FROM THE ARCHIVES:A speech by Douglas Hyde criticising Irishmen who imitated Englishmen set off a lively correspondence from Irish Times readers, including this letter. – JOE JOYCE
SIR, - AS an Irishman teaching in an English public school, perhaps I may be allowed to say a word on the above subject. I know English education well, what is best in it and what is worst in it; I am very loyal to my own school and its best traditions; and I never hear of an Irish boy being sent to school in England without feelings of horror.
The point is this. The Irish people are an intellectual race; the English people are an unintellectual race. The Irish people are a spiritual race, and follow after the things of the mind; the English are not spiritual, and they tend to follow rather after the things of the body. These differences of the two peoples are reflected in their schools; the Irish boy sent to England is placed in a lower intellectual environment than that to which he rightfully belongs, and the parents who treat him thus do him an irreparable wrong. Moreover, English people are so much richer than Irish people that Irish parents can rarely afford to send their children to English schools where they would mix with people of their own class.

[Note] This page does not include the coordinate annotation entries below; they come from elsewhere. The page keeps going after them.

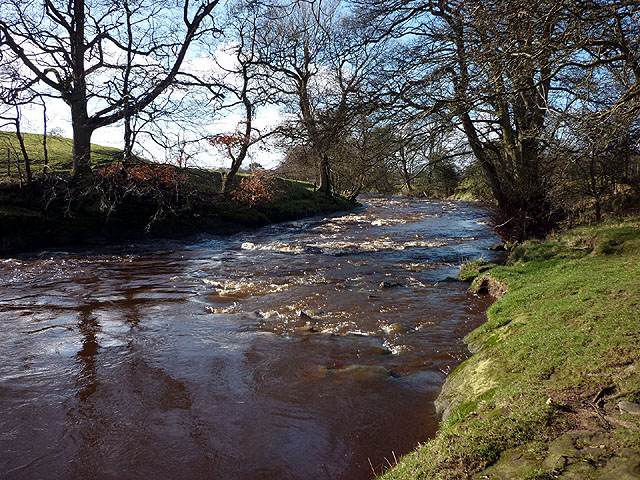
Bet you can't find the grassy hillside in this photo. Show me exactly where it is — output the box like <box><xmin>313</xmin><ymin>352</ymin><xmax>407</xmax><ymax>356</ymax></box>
<box><xmin>0</xmin><ymin>132</ymin><xmax>353</xmax><ymax>252</ymax></box>
<box><xmin>382</xmin><ymin>218</ymin><xmax>640</xmax><ymax>480</ymax></box>
<box><xmin>0</xmin><ymin>132</ymin><xmax>122</xmax><ymax>181</ymax></box>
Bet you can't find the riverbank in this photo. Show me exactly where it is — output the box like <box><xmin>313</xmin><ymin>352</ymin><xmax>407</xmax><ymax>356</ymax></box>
<box><xmin>0</xmin><ymin>132</ymin><xmax>355</xmax><ymax>255</ymax></box>
<box><xmin>0</xmin><ymin>166</ymin><xmax>354</xmax><ymax>254</ymax></box>
<box><xmin>381</xmin><ymin>217</ymin><xmax>640</xmax><ymax>480</ymax></box>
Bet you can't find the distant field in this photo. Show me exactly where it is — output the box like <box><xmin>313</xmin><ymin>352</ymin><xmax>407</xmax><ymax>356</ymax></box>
<box><xmin>0</xmin><ymin>132</ymin><xmax>122</xmax><ymax>180</ymax></box>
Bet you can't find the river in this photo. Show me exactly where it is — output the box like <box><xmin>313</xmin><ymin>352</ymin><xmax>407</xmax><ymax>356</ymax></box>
<box><xmin>0</xmin><ymin>196</ymin><xmax>497</xmax><ymax>480</ymax></box>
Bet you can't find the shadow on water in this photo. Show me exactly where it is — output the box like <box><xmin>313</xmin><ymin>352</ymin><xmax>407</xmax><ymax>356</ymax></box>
<box><xmin>0</xmin><ymin>197</ymin><xmax>496</xmax><ymax>480</ymax></box>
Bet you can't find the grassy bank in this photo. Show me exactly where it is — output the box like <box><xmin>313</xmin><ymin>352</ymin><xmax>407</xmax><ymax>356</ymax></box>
<box><xmin>382</xmin><ymin>218</ymin><xmax>640</xmax><ymax>480</ymax></box>
<box><xmin>0</xmin><ymin>132</ymin><xmax>353</xmax><ymax>253</ymax></box>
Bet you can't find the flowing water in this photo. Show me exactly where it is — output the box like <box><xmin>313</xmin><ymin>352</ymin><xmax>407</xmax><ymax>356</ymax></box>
<box><xmin>0</xmin><ymin>197</ymin><xmax>497</xmax><ymax>480</ymax></box>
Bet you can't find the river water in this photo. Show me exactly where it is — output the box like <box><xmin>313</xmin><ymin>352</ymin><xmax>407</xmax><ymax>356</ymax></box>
<box><xmin>0</xmin><ymin>197</ymin><xmax>497</xmax><ymax>480</ymax></box>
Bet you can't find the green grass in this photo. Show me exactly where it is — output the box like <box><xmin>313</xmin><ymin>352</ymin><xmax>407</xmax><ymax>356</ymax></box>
<box><xmin>382</xmin><ymin>218</ymin><xmax>640</xmax><ymax>479</ymax></box>
<box><xmin>0</xmin><ymin>132</ymin><xmax>122</xmax><ymax>181</ymax></box>
<box><xmin>0</xmin><ymin>132</ymin><xmax>354</xmax><ymax>252</ymax></box>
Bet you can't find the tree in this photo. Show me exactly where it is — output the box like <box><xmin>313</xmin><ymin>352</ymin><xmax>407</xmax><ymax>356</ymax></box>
<box><xmin>0</xmin><ymin>0</ymin><xmax>219</xmax><ymax>182</ymax></box>
<box><xmin>258</xmin><ymin>0</ymin><xmax>382</xmax><ymax>195</ymax></box>
<box><xmin>210</xmin><ymin>0</ymin><xmax>273</xmax><ymax>194</ymax></box>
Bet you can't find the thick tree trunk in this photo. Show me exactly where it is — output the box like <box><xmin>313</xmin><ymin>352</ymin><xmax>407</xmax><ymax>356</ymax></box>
<box><xmin>73</xmin><ymin>121</ymin><xmax>93</xmax><ymax>185</ymax></box>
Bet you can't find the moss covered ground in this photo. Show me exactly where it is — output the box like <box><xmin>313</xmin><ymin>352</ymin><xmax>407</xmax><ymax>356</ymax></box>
<box><xmin>0</xmin><ymin>132</ymin><xmax>354</xmax><ymax>253</ymax></box>
<box><xmin>382</xmin><ymin>218</ymin><xmax>640</xmax><ymax>480</ymax></box>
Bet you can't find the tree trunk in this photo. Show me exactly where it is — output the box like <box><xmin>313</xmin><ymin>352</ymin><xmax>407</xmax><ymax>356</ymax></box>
<box><xmin>320</xmin><ymin>153</ymin><xmax>331</xmax><ymax>197</ymax></box>
<box><xmin>73</xmin><ymin>121</ymin><xmax>93</xmax><ymax>186</ymax></box>
<box><xmin>15</xmin><ymin>113</ymin><xmax>31</xmax><ymax>185</ymax></box>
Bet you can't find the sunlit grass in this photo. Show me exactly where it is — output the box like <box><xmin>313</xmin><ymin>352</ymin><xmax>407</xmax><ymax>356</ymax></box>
<box><xmin>382</xmin><ymin>218</ymin><xmax>640</xmax><ymax>479</ymax></box>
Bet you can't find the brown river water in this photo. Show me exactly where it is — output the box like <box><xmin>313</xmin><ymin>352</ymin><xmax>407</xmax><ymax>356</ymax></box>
<box><xmin>0</xmin><ymin>197</ymin><xmax>497</xmax><ymax>480</ymax></box>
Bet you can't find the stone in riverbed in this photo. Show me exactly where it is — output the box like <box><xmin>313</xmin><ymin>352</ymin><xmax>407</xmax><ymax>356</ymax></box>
<box><xmin>618</xmin><ymin>400</ymin><xmax>640</xmax><ymax>415</ymax></box>
<box><xmin>330</xmin><ymin>364</ymin><xmax>391</xmax><ymax>380</ymax></box>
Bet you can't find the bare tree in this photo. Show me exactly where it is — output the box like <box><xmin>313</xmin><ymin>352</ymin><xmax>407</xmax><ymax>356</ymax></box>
<box><xmin>258</xmin><ymin>0</ymin><xmax>381</xmax><ymax>195</ymax></box>
<box><xmin>0</xmin><ymin>0</ymin><xmax>219</xmax><ymax>185</ymax></box>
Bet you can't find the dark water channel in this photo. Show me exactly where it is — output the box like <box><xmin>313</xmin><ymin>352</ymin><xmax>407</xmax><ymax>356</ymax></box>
<box><xmin>0</xmin><ymin>197</ymin><xmax>497</xmax><ymax>480</ymax></box>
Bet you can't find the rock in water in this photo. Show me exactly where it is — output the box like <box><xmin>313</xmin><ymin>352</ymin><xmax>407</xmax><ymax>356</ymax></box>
<box><xmin>331</xmin><ymin>365</ymin><xmax>391</xmax><ymax>380</ymax></box>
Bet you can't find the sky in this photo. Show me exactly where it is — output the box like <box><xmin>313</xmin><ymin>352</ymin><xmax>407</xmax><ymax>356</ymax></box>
<box><xmin>12</xmin><ymin>86</ymin><xmax>283</xmax><ymax>168</ymax></box>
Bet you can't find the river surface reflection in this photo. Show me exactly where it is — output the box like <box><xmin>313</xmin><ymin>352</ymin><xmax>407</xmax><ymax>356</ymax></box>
<box><xmin>0</xmin><ymin>197</ymin><xmax>497</xmax><ymax>480</ymax></box>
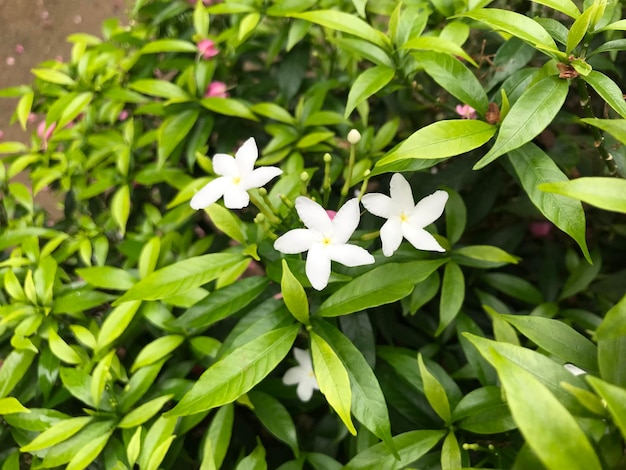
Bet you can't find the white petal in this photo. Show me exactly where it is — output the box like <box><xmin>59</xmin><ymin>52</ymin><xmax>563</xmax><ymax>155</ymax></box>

I turn with interest to what Mr. Dudley Fletcher [a previous correspondent] considers the three points in which English schools surpass Irish schools – attention to dress, good manners, and speech.
About the first a great deal might be said. That English schoolboys pay considerable attention to dress is certainly true, but those who pay most attention to dress are invariably the least intellectual; and personally whenever I see a boy with cunningly-brogued shoes and brilliant-coloured socks there comes into my mind an old saying that I learnt nowhere else but in Ireland – “A man without learning and wearing good clothes is like a gold ring on a grunting pig’s nose.”
I have travelled a good deal in Europe, and I know no country (with the possible exception of France) where such pleasant manners reign as in Ireland. Manners are of the head and of the heart: a man cannot be really polite unless he has the mental quickness to see what is the right thing to do or to say, and unless he has the fine feelings and delicate promptings of the heart to inspire him thereto.
[...] As regards speech, I am still more amazed. There is no standard English speech; there are only a number of dialects. Why should an Irishman give up an Irish dialect to learn an English one? The English dialects are certainly not prettier, nor are they more correct. I am sure Irish parents don’t want to hear their children dropping their “aitches,” or saying “the idear of it,” or saying “naow” instead of “no”. [...] To speak of Irish boys going to England to learn “speech” is one of the most preposterous things I have ever heard in my life. [...] – Yours, etc., E. Creagh Kittson, B.A. Carraig-na-Rone, Portrush, Aug 6, 1912.